# 1 year old dog - behavior just took a turn for the worst!



## jBlaze3000 (Jul 16, 2010)

Hello, first time poster here. I have a 1 year old lab/springer mix and I am hoping to get some advise on a recent change in behavior. Here is the story:

This past winter (Minnesota) we had our dog inside mostly all winter except for a couple of weekly walks on the leash. Needless to say, she was a bit of a terror in the house. 

Come spring, we bought a "Chuck-it" ball thrower and it was a godsend. She loves it and after half a dozen throws she doesn't even need to be on the leash when we walk through our local park. Her behavior was awesome and she even got good enough to where we would leave her out of the kennel when we left the house.
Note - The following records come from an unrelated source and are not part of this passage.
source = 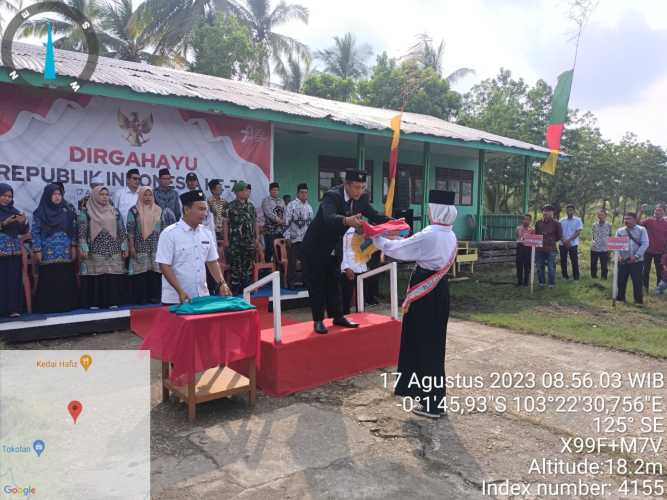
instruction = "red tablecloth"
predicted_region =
[141,307,261,385]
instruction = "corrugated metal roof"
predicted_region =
[5,42,549,153]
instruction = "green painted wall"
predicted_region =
[273,130,477,240]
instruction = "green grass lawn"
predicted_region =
[451,244,667,358]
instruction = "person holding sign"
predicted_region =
[373,190,458,418]
[559,204,584,281]
[638,205,667,291]
[655,254,667,295]
[516,214,535,286]
[535,205,563,288]
[591,208,611,280]
[616,212,648,304]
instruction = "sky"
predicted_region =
[276,0,667,147]
[6,0,667,148]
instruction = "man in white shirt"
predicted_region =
[155,190,231,304]
[284,183,314,288]
[616,212,649,305]
[113,168,141,225]
[558,205,584,281]
[340,227,368,315]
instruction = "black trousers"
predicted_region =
[287,241,303,288]
[616,262,644,304]
[340,273,358,314]
[559,245,579,280]
[516,244,531,286]
[303,255,343,321]
[364,252,381,304]
[394,267,449,413]
[264,234,282,262]
[591,250,609,280]
[644,252,662,290]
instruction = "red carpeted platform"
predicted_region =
[248,313,401,396]
[130,302,401,396]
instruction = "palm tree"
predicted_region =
[136,0,309,83]
[100,0,171,64]
[19,0,116,55]
[0,0,23,35]
[222,0,310,83]
[134,0,218,58]
[317,33,372,79]
[406,33,475,84]
[275,54,311,92]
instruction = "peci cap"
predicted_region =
[232,181,248,193]
[428,189,456,205]
[181,189,206,205]
[345,170,366,182]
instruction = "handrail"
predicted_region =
[357,262,398,319]
[243,271,281,344]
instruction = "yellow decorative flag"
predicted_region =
[384,113,403,217]
[540,69,574,175]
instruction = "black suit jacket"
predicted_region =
[303,185,389,259]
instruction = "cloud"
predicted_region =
[596,75,667,147]
[529,12,667,109]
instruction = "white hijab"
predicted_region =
[428,203,458,226]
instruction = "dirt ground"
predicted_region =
[5,306,667,500]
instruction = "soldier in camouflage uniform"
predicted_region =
[227,181,257,295]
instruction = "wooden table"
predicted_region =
[141,308,261,422]
[162,357,257,422]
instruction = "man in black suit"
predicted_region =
[302,170,389,333]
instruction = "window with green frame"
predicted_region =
[382,162,424,205]
[435,167,475,206]
[318,156,373,203]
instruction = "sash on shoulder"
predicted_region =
[402,248,458,314]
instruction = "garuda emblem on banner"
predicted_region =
[118,109,153,146]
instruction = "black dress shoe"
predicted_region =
[334,316,359,328]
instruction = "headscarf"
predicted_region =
[0,184,21,238]
[137,186,162,240]
[86,186,118,242]
[34,184,76,238]
[428,203,458,226]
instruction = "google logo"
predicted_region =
[2,484,37,497]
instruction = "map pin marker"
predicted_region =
[32,439,46,457]
[67,401,83,424]
[79,354,93,371]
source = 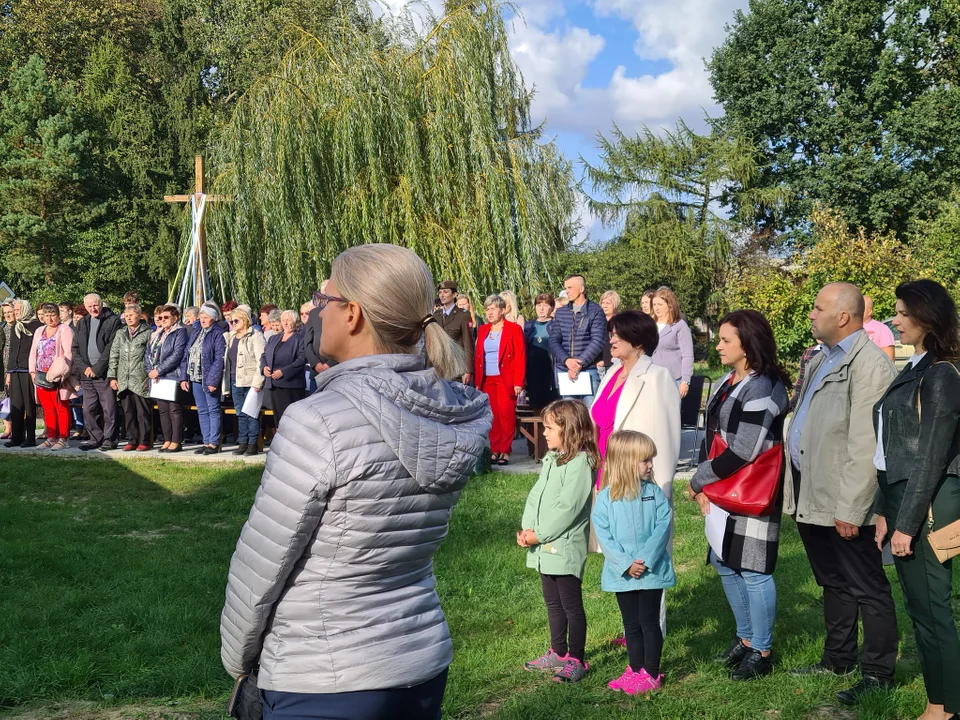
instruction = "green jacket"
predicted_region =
[107,322,151,397]
[522,452,594,580]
In the past month she has been on a couple of camping trips with us and has been off of the leash almost the entire time (not bad for a 1 year old puppy IMO). 

The problem is now whenever we go somewhere without her, even if only for a hour or less, she terrorizes the house (chews up shoes/ remotes/ anything she can get a hold of and goes to the bathroom on our carpets). To me, I feel like she's doing it out of anger because we're not taking her with us. 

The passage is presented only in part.